Courtenay Ryan-Fisher, MBBCh1, Osama Siddique, MBBS2, John Birk, MD, FACG2
1University of Connecticut Health, West Hartford, CT; 2University of Connecticut, Farmington, CT
Introduction: The diagnostic criteria for Sweet's syndrome include fever, peripheral neutrophilia, erythematous skin lesions and diffuse neutrophilic dermal infiltrate. Classically, the lesions and symptoms promptly improve with the initiation of systemic corticosteroids. This is a rare case of Sweet’s syndrome as the initial presentation of Crohn’s disease.
Case Description/Methods: A 23-year-old African-American male with no past medical history presented to our ED with fever and rash. He reported a sudden onset mildly sensitive rash on his bilateral lower extremities, preceded by two weeks of fever, myalgia and headaches. He denied arthralgia but endorsed recent weight loss and sporadic aphthous ulcers. He developed watery, non-bloody diarrhea in the ED. His abdomen was soft and non-tender. Examination of the rash revealed erythematous nodules, some studded with pustules and a few ulcerated nodules. He was febrile to 102.7 ºF with tachycardia. Labs were significant for leukocytosis at 22.5 (68% neutrophils), thrombocytosis at 515, microcytic anemia (Hb 9.6), elevated inflammatory markers (CRP 326 mg/L; ESR >130 mm) and AST:ALT 64:41 U/L. Broad spectrum antibiotics were started due to concerns for sepsis. Blood, wound, and stool cultures, including Clostridium difficile were all negative. Fecal calprotectin was 32. His immunological workup showed ANA, RF and anti-GBM negative; normal IgM, IgG, IgA, C3 and C4. HIV, Hepatitis B and C and QuantiFERON were also negative. ANCA was positive at 1:320, with positive PR3. CT scan of the abdomen showed proctitis and ascending colitis with no lymphadenopathy. Colonoscopy showed mild-moderate inflammation of the left sided colon with skip lesions in the transverse colon, without terminal ileum involvement, with biopsies showing focal acute cryptitis and rare crypt abscesses. Skin biopsy revealed neutrophilic dermatitis and panniculitis without vasculitis. Once infection was ruled out, prednisone 60mg was started and the rash and fever rapidly improved.

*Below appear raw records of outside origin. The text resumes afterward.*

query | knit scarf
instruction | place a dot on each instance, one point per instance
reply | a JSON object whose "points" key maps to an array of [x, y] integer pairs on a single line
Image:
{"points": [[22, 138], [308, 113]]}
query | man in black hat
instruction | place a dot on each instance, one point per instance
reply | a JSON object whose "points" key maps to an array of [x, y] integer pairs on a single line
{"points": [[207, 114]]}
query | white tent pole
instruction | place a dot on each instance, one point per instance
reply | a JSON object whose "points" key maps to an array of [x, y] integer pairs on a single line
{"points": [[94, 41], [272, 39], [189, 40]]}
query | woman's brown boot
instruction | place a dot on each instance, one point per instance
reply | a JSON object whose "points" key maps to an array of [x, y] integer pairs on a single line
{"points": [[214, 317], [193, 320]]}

Discussion: Sweet’s syndrome is considered part of the family of neutrophilic dermatoses, which also includes pyoderma gangrenosum, and is considered an unusual extra-intestinal manifestation of IBD. Sweet's syndrome is also associated with malignancies, infections, pregnancy and medications. The temporal relationship between Sweet's syndrome and IBD activity is variable, but the majority of cases present after the diagnosis of IBD, with few cases in the literature with Sweet’s syndrome as the presenting symptom for IBD.
Citation: Courtenay Ryan-Fisher, MBBCh; Osama Siddique, MBBS; John Birk, MD, FACG. P1439 - SWEET'S SYNDROME AS THE INITIAL PRESENTATION OF CROHN'S DISEASE. Program No. P1439. ACG 2019 Annual Scientific Meeting Abstracts. San Antonio, Texas: American College of Gastroenterology.